COLLEGE STATION — Enjoying a forest’s fall colors may seem like a simple pleasure, but knowing why they are so pleasurable and how to keep them that way is another matter.
Yet, it’s a matter of no little importance in the United States, where forest managers must balance the needs of recreational users with timber producers and consumers, says Dr. James Gramann of the Texas Agricultural Experiment Station.
Gramann, a station researcher and Texas A&M University professor of recreation, park and tourism sciences, and Wiijoo Yhang, a South Korean doctoral candidate, recently completed a pioneering study in color as it relates to forest management. One result of their work has been Yhang’s doctoral dissertation, which examined the effects of color on perceptions of scenic beauty in the Ouachita National Forest in Arkansas.

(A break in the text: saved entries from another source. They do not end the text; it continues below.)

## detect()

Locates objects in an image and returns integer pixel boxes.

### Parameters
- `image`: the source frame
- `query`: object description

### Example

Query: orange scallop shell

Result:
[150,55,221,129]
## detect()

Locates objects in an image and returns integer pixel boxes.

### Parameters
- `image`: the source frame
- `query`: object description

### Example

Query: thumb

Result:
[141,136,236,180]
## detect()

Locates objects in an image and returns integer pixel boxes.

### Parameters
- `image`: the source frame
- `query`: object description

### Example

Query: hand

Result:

“The U.S. Forest Service has been under tremendous pressure in Arkansas to reduce clear cutting and grow a type of forest with more mixed hardwoods and pine — the type of forest that has more color,” said Gramann. “There have been plenty of studies on scenic beauty, but this is the first time that someone has looked at color.”

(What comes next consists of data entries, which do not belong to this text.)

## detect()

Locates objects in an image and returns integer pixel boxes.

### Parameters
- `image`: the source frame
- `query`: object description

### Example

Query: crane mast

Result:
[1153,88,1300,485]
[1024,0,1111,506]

“With this kind of research, you can recommend what needs to be done on the ground to maximize color. In that sense, it’s a very applied effort.”

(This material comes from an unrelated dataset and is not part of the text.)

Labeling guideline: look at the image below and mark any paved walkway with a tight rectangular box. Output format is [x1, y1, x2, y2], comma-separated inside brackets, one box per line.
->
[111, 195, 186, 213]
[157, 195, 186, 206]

Gramann said the study ended up being good news for the Ouachita National Forest, because its findings supported the forest’s main management goal: learning how to grow and perpetuate a mixed pine-hardwood forest while also maintaining commercial supplies of timber. Pure pine forests are more desirable from a timber production standpoint.
One implication of the study is that in outdoor recreation sites and other visually sensitive areas, such as highway corridors, it could be beneficial to manage forests to have more mixed pine and hardwoods.
Gramann had conducted studies in the past dealing with the number of oaks and other East Texas hardwoods as they related to scenic beauty. For this study, he and Yhang focused on color, important because of its potential economic impact on tourism in the Ouachita mountains, where many visitors come to view foliage in the spring and fall.
“This gives us a chance to look, over a fairly long period of time, at how forests regenerate and how they impact scenery in a controlled situation,” Gramann said.
The researchers took color slides of 20 experimental plots in different landforms (including varying slopes and positioning on ridges) and different seasons. The plots also differed in the proportion of hardwoods they retained after harvesting for timber.
Harvesting left each plot with 60 square feet of pine, with pine measured at the base of each tree. One of four different proportions of hardwood were in each plot: 30 square feet per acre, 15 square feet per acre in a grouped arrangement, 15 square feet per acre in a scattered arrangment, or no hardwoods.
Students in four Texas A&M classes rated a total of 340 slides on a 10-point scale, with raw ratings transformed into what were called scenic beauty estimations. Three trained judges separately rated each slide for the visibility of green, yellow, blue and brown, and these ratings were transformed into “color visibility estimations.”
An equation relating the two found that greater green visibility was associated with higher beauty evaluations, while more brown was associated with lower beauty evaluations. Yellow enhanced beauty ratings, while blue detracted from the ratings.
“The impacts of green and brown on scenic beauty were consistent with biophilia and biophobia hypotheses,” Gramann said. “These predict that, because of evolutionary processes, humans will be attracted to natural landscapes containing mostly green vegetation because these promise food, water and other basic survival needs.
“However, they will be repelled from scenes containing mostly brown vegetation because such scenes do not signify fulfillment of basic needs.”
The degree of harvesting did not affect green or brown visibility, but plots with more hardwoods did increase yellow visibility — and thus beauty ratings — in the fall. Plots with fewer hardwoods also tended to have more blue visible because of less screening of the sky by forest canopy, and those plots tended to have lower ratings.
The findings regarding yellow and blue were inconsistent with the researchers’ initial hypotheses. They had expected yellow to decrease beauty ratings and blue to increase them, based on the biophilia/biophobia hypotheses and other studies of color preference.
However, Gramann said, predictions regarding the effects of blue and yellow were based on laboratory studies, which apparently do not apply to human response to color in natural environments. He added that scenic beauty ratings were likely far more impacted by hardwood removal and greater amounts of downed woody material in the slides with greater blue. More yellow slides were associated with fall and changing colors of leaves, which are considered a strong attraction for people in many regions, Gramann said.
The study also leaves other intriguing questions, Gramann said. For instance, forest type may also be an important factor in perceived scenic beauty.
“Models developed in ponderosa pine forests in northern Arizona have been found to be less effective at predicting beauty ratings for a similar forest in Colorado,” Gramann said. “It could be that our study’s model has geographic and ecological limits.”
More studies like the Ouachita effort, using other areas and perhaps focusing on a broader range of colors, could provide useful data to researchers, he said.